LLVM’s SafeStack separates the stack into a safe stack (for return addresses and other sensitive data) and an unsafe stack (for buffers that could be overflowed). The safe stack is placed at a secret location not reachable through a linear overflow of the unsafe stack.

clang -fsanitize=safe-stack -o target source.c

Sandboxing¶

Sandboxing limits what a compromised process can do even after code execution is achieved. The most important deployment of sandboxing is in browsers: the renderer process runs with minimal privileges, preventing a memory corruption exploit in the renderer from directly compromising the system.

Sandboxing mechanisms:

Linux: seccomp-bpf (restrict syscalls), namespaces, cgroups, SELinux/AppArmor
Windows: Job objects, restricted tokens, AppContainer
Browser-specific: Chromium’s sandbox, Firefox’s RLBox for third-party code

# check seccomp status of a running process
cat /proc/PID/status | grep Seccomp
# 0 = none, 1 = strict, 2 = filter (seccomp-bpf)

A sandbox escape requires a second vulnerability (usually in the browser process or kernel) in addition to the renderer exploit. This is why modern browser exploit chains involve two or three separate bugs.

Memory-safe languages¶

The most effective long-term mitigation is not using C or C++ for security-sensitive code. Rust provides memory safety by construction through its ownership and borrow checker, eliminating use-after-free, buffer overflows, and data races at compile time.

Rust does not eliminate memory bugs entirely: unsafe blocks exist for FFI and performance-critical code, and bugs in those blocks are as dangerous as C bugs. But the attack surface is dramatically reduced compared to a fully unsafe codebase.

Go and Java provide memory safety through garbage collection and bounds checking, at the cost of runtime overhead and reduced control over memory layout.

For existing C/C++ codebases, rewriting is unrealistic in the short term. Incremental rewrites of the highest-risk components (parsers, protocol handlers, crypto implementations) in Rust while keeping the rest in C is the practical approach.

Fuzzing as a prevention control¶

Fuzzing finds memory corruption bugs before deployment. A bug found by your fuzzer is a bug that does not become a CVE.

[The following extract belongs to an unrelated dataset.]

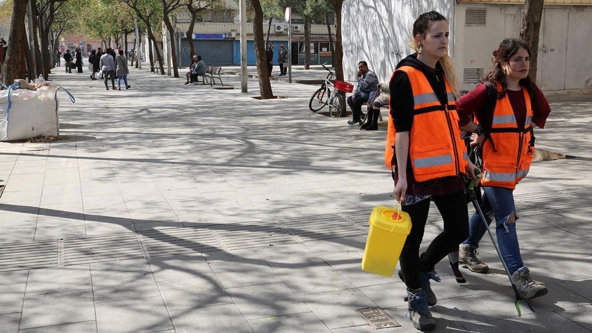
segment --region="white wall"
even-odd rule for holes
[[[451,33],[453,33],[453,2],[454,0],[344,2],[342,36],[345,79],[355,80],[358,62],[365,60],[381,82],[388,82],[397,63],[413,52],[407,42],[411,38],[413,22],[420,14],[436,11],[450,18]]]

# libFuzzer with AddressSanitizer
clang -fsanitize=fuzzer,address -o fuzz_target fuzz_target.c
./fuzz_target -max_len=1024 corpus/

# AFL++ for black-box or source-available targets
afl-fuzz -i corpus/ -o findings/ -- ./target @@

Continuous fuzzing on CI pipelines (Google’s OSS-Fuzz for open source projects) catches regressions as they are introduced rather than months or years later.